Divestment erodes public acceptance for fossil fuels, as well as reducing the financial resources which are behind this global environmental crisis. In a recent coup for the divestment cause, last month the Norwegian Sovereign Wealth Fund, a fortune built on oil drilling, announced they were looking at ditching their oil and gas stocks.
However the transition is made, it needs to be mindful of the global economic impacts. Money in one part of the world is often linked to infrastructure projects being built elsewhere. As such it is important to ensure that the money that is no longer going to the dirty fossil fuel industry is also being used to support renewable energy solutions in the global south.
“We need to ensure that this divestment is a powerful act of solidarity and justice for the world’s most vulnerable people, a defense of nature and our planet. Our future is in reinvestment that supports the communities most impacted by climate change and the dirty energy based economy. That’s the best way to ensure a brighter future for both people and planet,” added Dr. Simplice Asongu Lead Research Economist, African Governance and Development Institute.

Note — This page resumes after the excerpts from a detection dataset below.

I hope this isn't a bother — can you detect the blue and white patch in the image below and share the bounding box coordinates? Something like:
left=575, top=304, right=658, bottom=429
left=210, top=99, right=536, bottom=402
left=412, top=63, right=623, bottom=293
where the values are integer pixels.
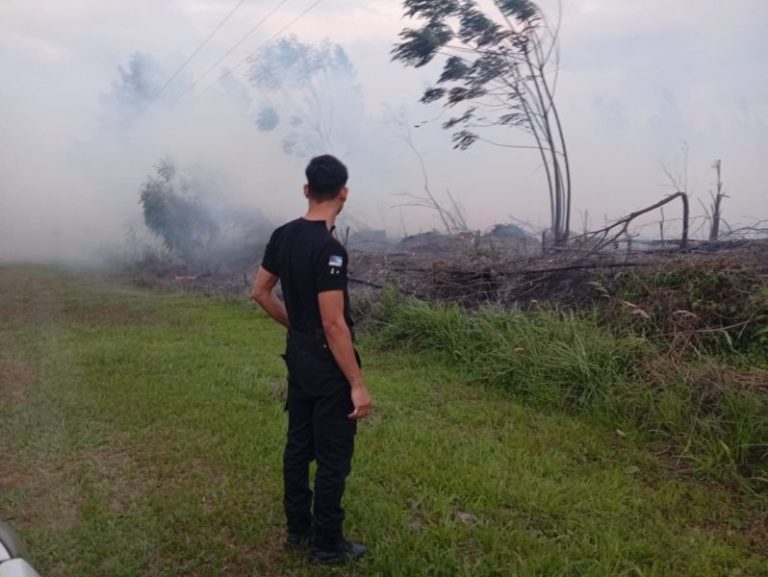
left=328, top=255, right=344, bottom=268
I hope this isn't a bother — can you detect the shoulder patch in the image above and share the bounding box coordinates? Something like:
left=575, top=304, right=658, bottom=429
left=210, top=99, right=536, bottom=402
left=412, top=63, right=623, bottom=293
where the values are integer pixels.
left=328, top=255, right=344, bottom=268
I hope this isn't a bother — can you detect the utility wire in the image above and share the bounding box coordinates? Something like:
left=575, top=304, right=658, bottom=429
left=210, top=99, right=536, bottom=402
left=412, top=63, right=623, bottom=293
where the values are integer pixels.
left=174, top=0, right=289, bottom=104
left=198, top=0, right=324, bottom=98
left=155, top=0, right=246, bottom=99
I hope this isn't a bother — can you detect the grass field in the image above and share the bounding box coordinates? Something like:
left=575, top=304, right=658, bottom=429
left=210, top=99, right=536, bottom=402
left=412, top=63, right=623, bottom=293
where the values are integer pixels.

The economic community is optimistic that 2018 will be about accelerating the transition away from fossil fuels to 100% renewable energy for all. This November, the International Energy Agency in its latest World Energy Outlook, estimated that renewables will capture two-thirds of global investment in power plants to 2040.
In the developing world, countries are finding that renewables are a faster, cheaper and more sustainable way to bring energy access to millions of people for the first time. The end of fossil fuels is happening; achieving 100% renewable energy for all is inevitable.
“The global transition from fossil fuels to renewables will be one of the greatest economic opportunities in human history, but it won’t happen quickly enough to save our climate if we slow things down by continuing to invest in fossil fuels,” concluded Prof. Robert Costanza,VC’s Chair in Public Policy | Crawford School of Public Policy | The Australian National University.